AVA Presents LOVE Live
- A One Night Event, August 10
- Location: Paradise Rock Club, Boston, U.S.
- Associated album: Love
- Start date: August 10, 2011
- End date: August 10, 2011
- Legs: 1
- No. of shows: 1 in the United States at 480+ venues
- Website: www.fathomevents.com/concerts/event/angelsandairwaves.aspx

= Angels & Airwaves Presents Love Live =

2011 concert by Angels & Airwaves

Angels & Airwaves Presents Love Live was a one-night film screening and live-streamed concert that took place at 8:00pm ET on August 10, 2011, in 480 movie theatres across the United States and presented by the international rock multimedia project Angels & Airwaves.

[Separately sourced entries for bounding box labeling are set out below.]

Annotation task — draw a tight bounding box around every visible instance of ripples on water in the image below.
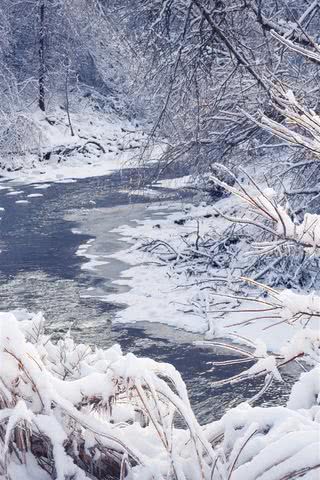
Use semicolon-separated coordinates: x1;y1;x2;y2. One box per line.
0;174;293;422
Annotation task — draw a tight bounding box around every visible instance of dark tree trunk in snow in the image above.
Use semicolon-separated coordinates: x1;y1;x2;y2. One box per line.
38;0;46;112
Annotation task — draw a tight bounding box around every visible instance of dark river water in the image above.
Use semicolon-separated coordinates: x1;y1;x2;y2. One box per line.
0;172;292;423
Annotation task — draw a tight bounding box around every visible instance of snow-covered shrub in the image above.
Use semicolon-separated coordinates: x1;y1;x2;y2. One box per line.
0;313;320;480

Over 480 theatres hosted the event with tickets costing $15. The event used National CineMedia's NCM Fathom technology to conduct the live show.

It is unclear if a band has attempted a dual film-screening/concert at this scale before; MTV News called the event plans a "unique multimedia extravaganza".

The question and answer session was moderated by the editor-in-chief of TransWorld Surf, Chris Cote.

==Program itinerary==
The event organizers list six different aspects of the evening, in the following order:
1. Vignettes (see below): showing of four character-study short films (bonus material to complement the feature film) during the 30 minutes leading up to the event
2. Introductions: welcomes and opening remarks from Angels & Airwaves frontman and Love executive producer, Tom DeLonge and writer and director William Eubank, broadcast live from Boston
3. Feature film: screening of the band's 2011 movie Love, previously only seen on the film festival circuit
4. Concert: live broadcast of performance of 3 of the band's most popular songs from the Paradise Rock Club
5. Dialog: live question and answer dialog with the filmmakers and the movie's star, Gunner Wright, taken from questions submitted to the Love Live Facebook page
6. Music video: world-premiere of the band's music video for the song Anxiety, a new song from the forthcoming album Love: Part Two

==Vignettes==
Event organizers announced that four short films would be played during the 30 minutes before the event. The short character studies featured music from the band and were titled based on the song featured in each. The band released the four films online the week before the nationwide screening to help promote the event.

| Title | Character featured | Starring | Released | Link |
|---|---|---|---|---|
| Clever Love | Marine | Troy Mittleider IMDb | July 21 | Watch on Vimeo |
| Soul Survivor | Skateboarder | Jesse Hotchkiss IMDb | August 1 | Watch on Vimeo |
| Hallucinations | The Storyteller | Roger E. Fanter IMDb | August 3 | Watch on Vimeo |
| Epic Holiday | Motorcycle Racer | Brid Caveney IMDb | August 8 | Watch on Vimeo |

According to director William Eubank, "The vignettes are not just character back-stories, [...] each one represents some of the more pertinent themes explored in the film: communication, isolation, relationship, and fate vs destiny. Which one explores what, is up to the viewer".

== Attendance ==
Three days after tickets went on sale for the event, organizers claimed to have sold over half of available tickets.

== Method of distribution ==
The band chose to partner directly with theatres in the distribution for the August 10 screenings. Angels and Airwaves partnered with AMC and Regal Cinemas through the technology intermediary National CineMedia. This garnered some attention, with media outlets mentioning the new use of such technologies by filmmakers. I Am Rogue mentioned the July announcement by Francis Ford Coppola of his planned experimental film Twixt, featuring a future multi-city tour with he and his composer planning to appear live with the film.

Asked about the distribution scheme, Eubank stated "[There's] crazy stuff happening now with digital distribution [...] I think this is the perfect thing to do where we're finding our own way to get it into theaters through personal relationships with AMC and others. It's totally changing the [independent-film world], like what Kevin Smith did touring with his film. [It's] cool to be a filmmaker now where you have all these options and you can find your own way to distribution."

Tom DeLonge told media sources that they had always considered the setup and said "I'm so happy it will finally be experienced the way we always envisioned-seen on the big screen in theaters all over the country in 5.1 sound." He also discussed the issues facing independent film distribution, stating "We talked to a lot of different companies about all of our options, but it was by far the best opportunity for what we are. You know, we’re able to perform and have a movie, all in the same thing. And hit 500 theaters, which never would have happened with any other independent distributor. They just don’t have the budgets anymore. The independent film industry is hurting really bad, the same way the music industry was."